Crecencio le devolvió la atención, y por medio de otra carta manuscrita, contestó y agradeció efusivamente haberse tomado la molestia de escribirle. Le dio palabras de aliento en su situación personal y brevemente le comentó de su miserable existencia, intentando que no sonara tan horrible como en verdad era. Los intercambios epistolares continuaron por varios meses, como se hizo por cientos de años: esas dos personas esperaban cada una la respuesta de la otra, que podía tardar entre un par de días y un mes, dependiendo de la benevolencia del cartero. Sus vidas eran la una para la otra, y ambas podrían haber sido acopladas encajando perfectamente. Se enamoraron, las palabras de cada una alegraban la vida del otro, estas dos personas a la distancia supieron reconfortar y dar sentido a la vida del otro.

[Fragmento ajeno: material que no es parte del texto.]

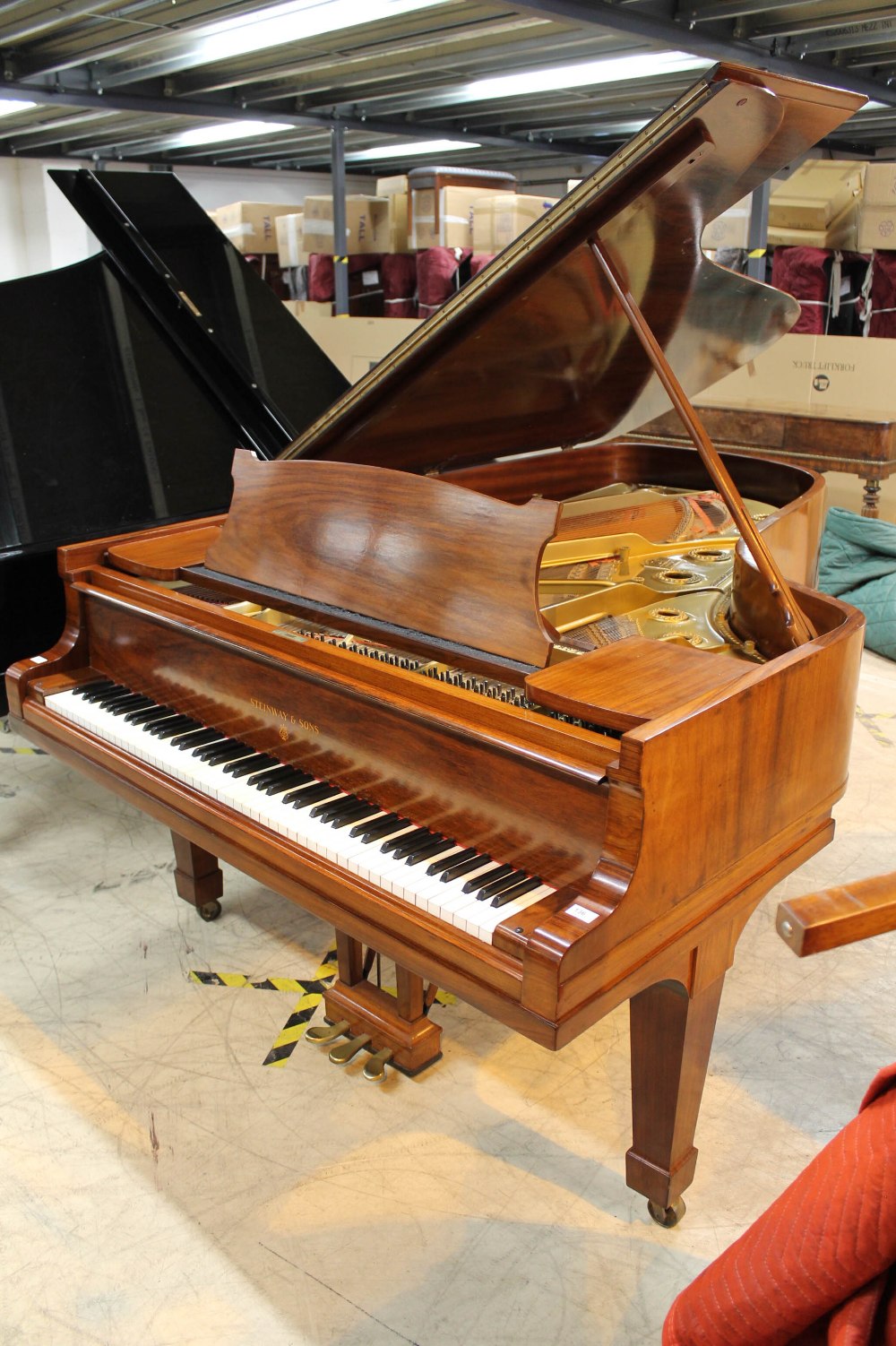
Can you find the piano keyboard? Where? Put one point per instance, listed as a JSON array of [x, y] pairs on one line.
[[437, 874]]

Pasaron un par de años, hasta que finalmente un diciembre de 2006 Crescencio le envió siempre por correo un crucigrama personalizado, en el que todas las palabras eran elogios, piropos y adjetivos benevolentes. Violeta lo resolvió junto con su madre, al momento que le comunicaba sobre su enamoramiento epistolar. La carta, al final, recitaba una simple pero concisa invitación. “La amo. Vivamos juntos.”
La respuesta de Violeta fue por medio de una escueta y concisa carta, que sólo rezaba lo siguiente.
Acepto. Me ha hecho usted una mujer feliz por primera vez en la vida, pero debo advertirle que no puedo abandonar a mi madre. Se encuentra muy enferma de una mal terminal y debo cuidar de ella hasta sus últimos días. Cuento con espacio de sobra en mi casa, si gusta podemos aquí, en la hermosa ciudad de Navarro, afianzar nuestro nido de amor.
Completamente suya.
Violeta
Crecencio renunció al diario, cuyo espacio fue reemplazado por la nueva sección “Efemérides” donde un estudiante de periodismo en pasantía ad honorem buscaba en Internet y copiaba “Cosas que ocurrieron en un día como hoy”, puso a la venta su casa en Floresta, que supo ser de su familia, y se mudó para Navarro.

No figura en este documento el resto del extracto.